I'm creating and fitting a workflow for a lasso regression model in {tidymodels}. The model fits fine, but when I go to predict the test set I get an error saying "the following required column is missing from `new_data`". Tha column ("price") is in both the train and test sets. Is this a bug? What am I missing?
Any help would be greatly appreciated.
# split the data (target variable in house_sales_df is "price")
split <- initial_split(house_sales_df, prop = 0.8)

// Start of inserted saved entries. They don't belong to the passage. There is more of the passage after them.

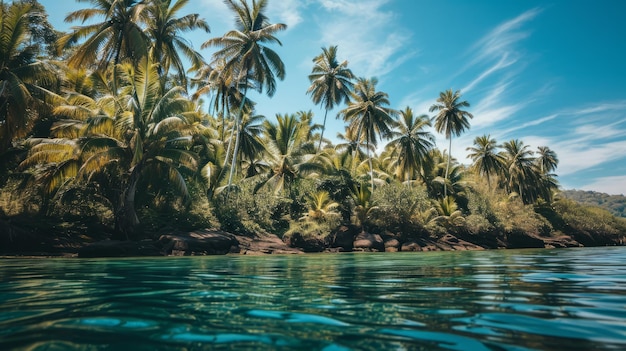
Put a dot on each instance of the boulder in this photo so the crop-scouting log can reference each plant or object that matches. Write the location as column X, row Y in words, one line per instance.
column 457, row 244
column 368, row 242
column 308, row 243
column 343, row 237
column 116, row 248
column 392, row 245
column 202, row 242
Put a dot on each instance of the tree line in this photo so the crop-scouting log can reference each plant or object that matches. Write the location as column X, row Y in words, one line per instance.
column 112, row 117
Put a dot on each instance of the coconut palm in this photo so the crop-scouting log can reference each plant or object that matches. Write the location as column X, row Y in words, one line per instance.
column 486, row 160
column 137, row 138
column 117, row 37
column 521, row 171
column 23, row 78
column 411, row 143
column 321, row 207
column 331, row 82
column 547, row 159
column 288, row 153
column 164, row 30
column 369, row 114
column 245, row 55
column 450, row 118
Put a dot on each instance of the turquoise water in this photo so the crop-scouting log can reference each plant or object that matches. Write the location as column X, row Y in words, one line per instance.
column 568, row 299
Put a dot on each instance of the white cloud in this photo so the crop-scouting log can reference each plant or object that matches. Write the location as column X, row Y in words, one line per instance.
column 501, row 40
column 614, row 185
column 365, row 34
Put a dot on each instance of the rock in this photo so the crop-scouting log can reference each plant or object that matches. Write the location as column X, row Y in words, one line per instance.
column 451, row 242
column 264, row 244
column 410, row 246
column 202, row 242
column 115, row 248
column 520, row 240
column 309, row 243
column 343, row 237
column 368, row 242
column 392, row 245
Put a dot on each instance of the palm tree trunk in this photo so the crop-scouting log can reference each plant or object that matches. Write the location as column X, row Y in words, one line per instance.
column 319, row 147
column 369, row 157
column 237, row 125
column 445, row 178
column 126, row 217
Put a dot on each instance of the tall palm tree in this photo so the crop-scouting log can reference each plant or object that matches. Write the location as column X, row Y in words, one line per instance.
column 245, row 55
column 369, row 113
column 521, row 170
column 141, row 136
column 288, row 153
column 547, row 159
column 117, row 37
column 331, row 82
column 485, row 157
column 411, row 142
column 23, row 78
column 450, row 118
column 163, row 28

train <- split %>% training()
test <- split %>% testing()
# create and fit workflow
lasso_prep_recipe <-
recipe(price ~ ., data = train) %>%
step_zv(all_predictors()) %>%
step_normalize(all_numeric())
lasso_model <-
linear_reg(penalty = 0.1, mixture = 1) %>%
set_engine("glmnet")
lasso_workflow <- workflow() %>%
add_recipe(lasso_prep_recipe) %>%
add_model(lasso_model)
lasso_fit <- lasso_workflow %>%
fit(data = train)
# predict test set
predict(lasso_fit, new_data = test)
predict()
results in this error:
Error in `step_normalize()`:
! The following required column is missing from `new_data` in step 'normalize_MXQEf': price.
Backtrace:
1. stats::predict(lasso_fit, new_data = test, type = "numeric")
2. workflows:::predict.workflow(lasso_fit, new_data = test, type = "numeric")

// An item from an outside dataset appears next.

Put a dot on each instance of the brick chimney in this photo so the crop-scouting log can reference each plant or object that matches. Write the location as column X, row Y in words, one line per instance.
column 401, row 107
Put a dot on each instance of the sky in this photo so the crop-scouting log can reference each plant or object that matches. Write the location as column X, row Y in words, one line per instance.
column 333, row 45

3. workflows:::forge_predictors(new_data, workflow)
5. hardhat:::forge.data.frame(new_data, blueprint = mold$blueprint)
7. hardhat:::run_forge.default_recipe_blueprint(...)
8. hardhat:::forge_recipe_default_process(...)

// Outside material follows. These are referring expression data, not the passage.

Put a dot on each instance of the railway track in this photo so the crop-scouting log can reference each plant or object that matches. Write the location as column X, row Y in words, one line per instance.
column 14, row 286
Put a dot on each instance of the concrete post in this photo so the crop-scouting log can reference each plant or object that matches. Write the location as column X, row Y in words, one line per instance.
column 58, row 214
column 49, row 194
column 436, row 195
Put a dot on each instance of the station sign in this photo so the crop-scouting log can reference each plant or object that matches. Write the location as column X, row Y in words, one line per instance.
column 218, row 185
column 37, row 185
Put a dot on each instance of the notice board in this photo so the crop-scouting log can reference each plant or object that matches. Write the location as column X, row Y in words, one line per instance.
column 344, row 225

10. recipes:::bake.recipe(object = rec, new_data = new_data)
12. recipes:::bake.step_normalize(step, new_data = new_data)
13. recipes::check_new_data(names(object$means), object, new_data)
14. cli::cli_abort(...)
You are getting the error because all_numeric()
in step_normalize()
selects the outcome price
which isn't avaliable at predict time. Use all_numeric_predictors()
and you should be good
# split the data (target variable in house_sales_df is "price")
split <- initial_split(house_sales_df, prop = 0.8)
train <- split %>% training()
test <- split %>% testing()
# create and fit workflow
lasso_prep_recipe <-
recipe(price ~ ., data = train) %>%
step_zv(all_predictors()) %>%
step_normalize(all_numeric_predictors())
lasso_model <-
linear_reg(penalty = 0.1, mixture = 1) %>%
set_engine("glmnet")
lasso_workflow <- workflow() %>%
add_recipe(lasso_prep_recipe) %>%
add_model(lasso_model)
lasso_fit <- lasso_workflow %>%
fit(data = train)
# predict test set
predict(lasso_fit, new_data = test)